Explorar os vales, montanhas, rios e desertos da Austrália pode ser difícil, e é quase impossível seguir uma linha reta em qualquer direção, mesmo com pontes e zip lines para ajudar. Não que vá seguir linhas retas de qualquer forma, pois há distrações por todo o lado. Uma encomenda perdida que encontra na jornada pode desviá-lo do caminho, apressando-se para outro assentamento. A ideia de reparar o monorail pode simplesmente tentá-lo a embarcar numa maratona de várias horas a recolher materiais, a enviá-los, a minerar por mais, a mover esses materiais pelo continente, e assim por diante. É aí que DS2 atinge o seu ponto alto; quando o leva a definir os seus próprios objetivos e tarefas por curiosidade.
Metal Gear Solid V de Hideo Kojima é, argumentavelmente, um jogo inacabado com algumas das melhores mecânicas de jogabilidade alguma vez concebidas. A história da saída de Kojima da editora Konami foi bem divulgada na altura, assim como o impacto que teve no desenvolvimento de MGSV. O jogo teve os seus problemas, mas a forma como o incentivava a desviar-se do caminho para obter materiais e pessoal de um acampamento hostil por onde passava era diferente de tudo o resto. Anos mais tarde, The Legend of Zelda: Breath of the Wild foi aclamado como uma obra-prima de mundo aberto pela forma como permitia que o jogador abrisse o seu próprio caminho pelo mundo do jogo e encontrasse as suas próprias soluções para quase qualquer problema.

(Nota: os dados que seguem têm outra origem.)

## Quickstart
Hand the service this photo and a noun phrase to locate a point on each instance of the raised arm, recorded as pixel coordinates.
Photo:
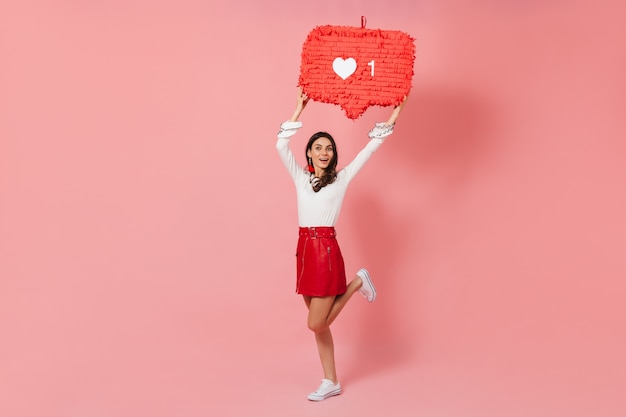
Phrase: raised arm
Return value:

A verdadeira magia de ambos os jogos foi dar distrações ao jogador dentro do jogo. Falamos agora da experiência de segundo ecrã, mas estes jogos levam os jogadores a adicionar itens a uma lista mental de objetivos primários, secundários e mais, o que transforma uma sessão inicial de uma hora numa noite inteira. Uma simples viagem até ao destino principal fará com que se desvie para apanhar itens e recursos da forma que achar melhor, e Death Stranding 2 fá-lo novamente de uma maneira que o DS original lutou para conseguir.
Jornadas mais longas pelo continente fazem simplesmente sentido ser realizadas em segmentos, transportando uma variedade de bens entre vários destinos que por acaso estão no caminho. Depois, há as encomendas perdidas que encontra – apanhá-las também não fará mal. Enquanto está ali, poderia sempre carregar alguns materiais para um ponto de construção de estrada ou monorail. Mas se encontrar uma peça de carga destinada a um assentamento que ainda não visitou, isso deve ter prioridade absoluta.
É esta lista de objetivos e prioridades em constante cascata que define para si mesmo que torna DS2 tão difícil de largar. Apenas mais uma entrega, apenas mais uma encomenda, apenas mais uma estrada construída. No fundo, é um jogo que joga para tornar o próprio jogo mais fácil, mas é tão satisfatório que é difícil parar. Alguns jogos satisfazem-no com uma espada poderosa ou saque lendário, mas Death Stranding 2 fá-lo sentir-se poderoso ao dar-lhe liberdade de movimento – tanto na vasta escala continental, como na escala cinética mais pequena com cada um dos movimentos subtis de Sam. Metal Gear Solid V foi o pináculo da jogabilidade de ação em terceira pessoa, e as mecânicas de Death Stranding 2 têm a mesma filosofia fluida, mas Sam não é suposto ser um herói de guerra.
Apesar disso, DS2 tem muito mais armas e tiroteios do que o título anterior. Os acampamentos inimigos estão mais armados do que antes, e várias secções praticamente forçam confrontos armados – abordar furtivamente é uma opção, mas os inimigos são estranhamente observadores e não o deixarão esgueirar-se sem ser visto por muito tempo. Alguns outros segmentos de ação forçam o uso de armas, e literalmente atirarão armas aos seus pés para que possa continuar a disparar. Nunca é demasiado difícil, mas pode efetivamente aumentar a sua frequência cardíaca. Lutas contra bosses maiores estão repletas de espetáculo magnífico, mas são, admitidamente, mais espetáculo do que substância.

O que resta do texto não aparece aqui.